Aisne : la pub du conseil général révolte les étudiants

aisneETUDIANTS - L'été dernier, les étudiants du département de l'Aisne ont appris qu'ils ne pourraient plus bénéficier des bourses départementales. Raison invoquée par le conseil général : le manque de moyens. Mais cette semaine les étudiants ont pris connaissance d'une campagne de communication du département dans le métro parisien. Ils sont scandalisés par le sens des priorités des élus. Ils ont décidé de se mobiliser virtuellement. 

De gauche comme de droite, les étudiants axonais n'en reviennent toujours pas. Ils ont découvert cette semaine une campagne de communication du département de l'Aisne dans le métro parisien. Des slogans colorés et formés de jeux de mots. "Rock Aisne Roll, Aisne joy, week-Aisne, Peace Aisne Love" s'inscrivent dans les couloirs de la RATP.

"Ils nous bouffent l'Aisne sur le dos ! "

Pourtant, c'est bien pour des raisons budgétaires que le président PS du conseil général de l'Aisne, Yves Daudigny, a mis fin aux bourses départementales cet été. "Ce que l'on retient, c'est que l’enveloppe dédiée à la bourse départementale était équivalente, en 2013, à 3,5 millions d'euros. Que le département recevra cette année une dotation supplémentaire de l'ordre de 15 à 22 millions d'euros, et que même si la jeunesse c'est la priorité du PS, les campagnes de communication dans le métro parisien, ça à l'air vachement plus utile pour le futur du département", s'indigne Simon Dubois-Yassa, qui a mené la mobilisation cet été contre la suppression des bourses.

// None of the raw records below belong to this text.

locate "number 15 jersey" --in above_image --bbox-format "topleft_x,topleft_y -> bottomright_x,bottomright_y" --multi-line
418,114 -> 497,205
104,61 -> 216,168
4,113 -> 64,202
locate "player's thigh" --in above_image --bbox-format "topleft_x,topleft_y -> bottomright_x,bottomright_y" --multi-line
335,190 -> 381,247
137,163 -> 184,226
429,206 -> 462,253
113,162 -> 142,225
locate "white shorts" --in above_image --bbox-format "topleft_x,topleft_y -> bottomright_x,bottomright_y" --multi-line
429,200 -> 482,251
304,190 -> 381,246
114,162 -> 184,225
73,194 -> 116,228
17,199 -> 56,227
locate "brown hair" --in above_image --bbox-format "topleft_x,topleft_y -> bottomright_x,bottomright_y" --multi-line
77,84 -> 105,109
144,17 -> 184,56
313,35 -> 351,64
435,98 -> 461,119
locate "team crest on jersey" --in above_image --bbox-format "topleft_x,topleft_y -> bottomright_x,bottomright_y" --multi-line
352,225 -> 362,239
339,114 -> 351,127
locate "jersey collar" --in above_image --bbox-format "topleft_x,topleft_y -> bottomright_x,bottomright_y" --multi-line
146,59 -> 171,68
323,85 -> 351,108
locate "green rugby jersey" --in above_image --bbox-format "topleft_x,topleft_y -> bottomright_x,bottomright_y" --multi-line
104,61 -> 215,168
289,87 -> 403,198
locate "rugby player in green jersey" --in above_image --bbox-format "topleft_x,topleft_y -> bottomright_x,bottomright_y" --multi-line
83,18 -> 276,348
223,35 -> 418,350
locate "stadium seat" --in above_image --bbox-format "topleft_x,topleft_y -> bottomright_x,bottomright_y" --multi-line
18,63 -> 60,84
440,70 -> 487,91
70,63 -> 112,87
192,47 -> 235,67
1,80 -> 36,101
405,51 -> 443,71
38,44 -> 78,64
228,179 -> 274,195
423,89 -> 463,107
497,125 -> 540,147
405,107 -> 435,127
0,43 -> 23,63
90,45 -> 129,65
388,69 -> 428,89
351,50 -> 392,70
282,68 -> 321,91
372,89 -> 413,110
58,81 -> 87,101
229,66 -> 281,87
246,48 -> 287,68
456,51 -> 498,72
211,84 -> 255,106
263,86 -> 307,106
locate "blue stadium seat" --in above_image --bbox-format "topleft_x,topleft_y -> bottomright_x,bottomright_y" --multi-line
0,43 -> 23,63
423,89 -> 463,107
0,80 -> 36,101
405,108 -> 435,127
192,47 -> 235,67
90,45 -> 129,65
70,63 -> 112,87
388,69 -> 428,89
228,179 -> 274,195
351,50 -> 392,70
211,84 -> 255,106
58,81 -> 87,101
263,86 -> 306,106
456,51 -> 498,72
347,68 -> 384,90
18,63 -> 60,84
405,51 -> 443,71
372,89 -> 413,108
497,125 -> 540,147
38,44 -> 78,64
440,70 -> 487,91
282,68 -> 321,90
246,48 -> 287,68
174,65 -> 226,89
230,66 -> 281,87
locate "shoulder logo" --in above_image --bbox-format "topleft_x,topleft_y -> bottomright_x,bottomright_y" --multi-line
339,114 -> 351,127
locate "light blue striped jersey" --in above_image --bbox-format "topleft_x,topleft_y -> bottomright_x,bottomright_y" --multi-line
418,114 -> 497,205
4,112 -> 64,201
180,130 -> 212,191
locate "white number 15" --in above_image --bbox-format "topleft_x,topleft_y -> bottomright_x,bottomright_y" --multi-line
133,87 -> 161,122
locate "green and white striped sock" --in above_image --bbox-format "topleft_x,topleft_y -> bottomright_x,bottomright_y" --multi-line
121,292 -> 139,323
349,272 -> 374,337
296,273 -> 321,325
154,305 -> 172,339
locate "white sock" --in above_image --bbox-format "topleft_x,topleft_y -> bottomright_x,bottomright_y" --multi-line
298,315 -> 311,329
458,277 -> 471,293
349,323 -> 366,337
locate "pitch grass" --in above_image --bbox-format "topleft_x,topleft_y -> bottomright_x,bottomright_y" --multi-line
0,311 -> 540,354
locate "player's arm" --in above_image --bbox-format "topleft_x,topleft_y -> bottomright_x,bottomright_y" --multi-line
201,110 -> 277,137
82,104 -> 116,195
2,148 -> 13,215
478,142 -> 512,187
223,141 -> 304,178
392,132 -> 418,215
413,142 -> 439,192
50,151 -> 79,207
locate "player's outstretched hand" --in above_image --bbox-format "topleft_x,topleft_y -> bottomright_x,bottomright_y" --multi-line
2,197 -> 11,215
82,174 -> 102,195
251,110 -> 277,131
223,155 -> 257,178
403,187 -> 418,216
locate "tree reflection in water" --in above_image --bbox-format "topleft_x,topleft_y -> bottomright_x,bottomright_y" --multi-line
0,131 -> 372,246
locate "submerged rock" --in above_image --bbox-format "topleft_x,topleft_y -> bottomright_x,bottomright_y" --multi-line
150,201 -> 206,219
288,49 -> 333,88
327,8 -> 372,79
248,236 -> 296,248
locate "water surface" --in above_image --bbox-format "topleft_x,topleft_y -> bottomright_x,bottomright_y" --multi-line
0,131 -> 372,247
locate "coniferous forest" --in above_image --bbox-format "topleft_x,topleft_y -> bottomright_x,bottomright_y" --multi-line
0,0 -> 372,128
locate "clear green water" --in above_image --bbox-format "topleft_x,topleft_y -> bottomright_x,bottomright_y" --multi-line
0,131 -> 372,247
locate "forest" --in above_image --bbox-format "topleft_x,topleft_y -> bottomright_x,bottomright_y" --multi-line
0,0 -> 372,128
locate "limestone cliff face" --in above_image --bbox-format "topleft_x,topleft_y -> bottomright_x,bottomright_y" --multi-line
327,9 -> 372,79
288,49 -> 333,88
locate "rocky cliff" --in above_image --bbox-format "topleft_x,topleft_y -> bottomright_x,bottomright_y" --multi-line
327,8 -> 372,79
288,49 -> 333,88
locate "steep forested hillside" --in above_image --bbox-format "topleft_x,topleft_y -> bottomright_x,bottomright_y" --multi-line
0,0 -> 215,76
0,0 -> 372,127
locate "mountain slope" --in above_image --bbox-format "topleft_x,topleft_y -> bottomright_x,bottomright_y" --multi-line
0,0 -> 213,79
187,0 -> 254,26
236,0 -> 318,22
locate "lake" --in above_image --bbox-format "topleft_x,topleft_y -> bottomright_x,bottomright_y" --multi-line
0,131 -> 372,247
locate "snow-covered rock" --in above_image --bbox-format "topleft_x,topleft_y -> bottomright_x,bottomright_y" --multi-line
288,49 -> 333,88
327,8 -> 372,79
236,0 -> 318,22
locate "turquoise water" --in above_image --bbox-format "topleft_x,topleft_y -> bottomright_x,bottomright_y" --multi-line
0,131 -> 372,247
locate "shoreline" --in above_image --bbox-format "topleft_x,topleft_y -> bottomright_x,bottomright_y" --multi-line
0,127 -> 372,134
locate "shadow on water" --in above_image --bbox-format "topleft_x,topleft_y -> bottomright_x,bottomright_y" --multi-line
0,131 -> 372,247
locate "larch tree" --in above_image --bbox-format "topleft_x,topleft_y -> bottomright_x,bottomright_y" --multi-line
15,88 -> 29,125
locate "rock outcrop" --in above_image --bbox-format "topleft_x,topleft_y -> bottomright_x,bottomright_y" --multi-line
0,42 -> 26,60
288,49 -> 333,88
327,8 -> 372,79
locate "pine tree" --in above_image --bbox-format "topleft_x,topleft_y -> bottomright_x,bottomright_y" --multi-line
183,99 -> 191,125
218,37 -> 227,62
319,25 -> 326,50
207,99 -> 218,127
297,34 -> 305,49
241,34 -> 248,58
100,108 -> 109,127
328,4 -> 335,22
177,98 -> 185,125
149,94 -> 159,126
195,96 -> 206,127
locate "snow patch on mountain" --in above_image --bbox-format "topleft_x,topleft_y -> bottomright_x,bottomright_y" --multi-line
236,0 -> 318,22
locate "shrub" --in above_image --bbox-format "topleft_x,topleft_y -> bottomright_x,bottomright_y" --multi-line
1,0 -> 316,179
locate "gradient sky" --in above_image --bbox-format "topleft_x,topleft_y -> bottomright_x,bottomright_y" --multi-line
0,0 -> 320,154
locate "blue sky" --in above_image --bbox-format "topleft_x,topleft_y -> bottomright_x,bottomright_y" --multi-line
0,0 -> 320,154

Julien DiveConsternés par les priorités des élus de leur département, les étudiants se mobilisent. Le site internet consacré à la campagne de communication propose aux internautes d'inventer de nouveaux jeux de mots autour du nom de leur département. Les jeunes axonais ont décidé de participer. "Tu es étudiant axonais et tu t'es fait sucrer tes bourses départementales par la majorité écolo-socialiste du département ? Rassure-toi, le Conseil Général pense à toi et t'offre en contrepartie la possibilité de trouver un slogan qui sera placardé au frais du contribuable sur les murs du métro parisien ! Vas-y fais-toi plaisir !! C'est l'argent de tes bourses", a écrit Julien Dive, secrétaire national de l'UMP, sur son compte Facebook.

"Ils nous bouffent la l'Aisne sur le dos !", a ainsi proposé Emmanuel tandis qu'Amandine notait que "l'Aisnemi des étudiants c'est le conseil général". "Ces élus sont plutôt concentrés sur le prestige, la communication le court terme", s'emporte Simon Dubois-Yassa. Le jeune homme, étudiant à Lille, a été reçu en août par le directeur de cabinet d'Yves Daudigny : "Il nous a dit : on est d'accord avec vous, mais on ne peut pas faire autrement".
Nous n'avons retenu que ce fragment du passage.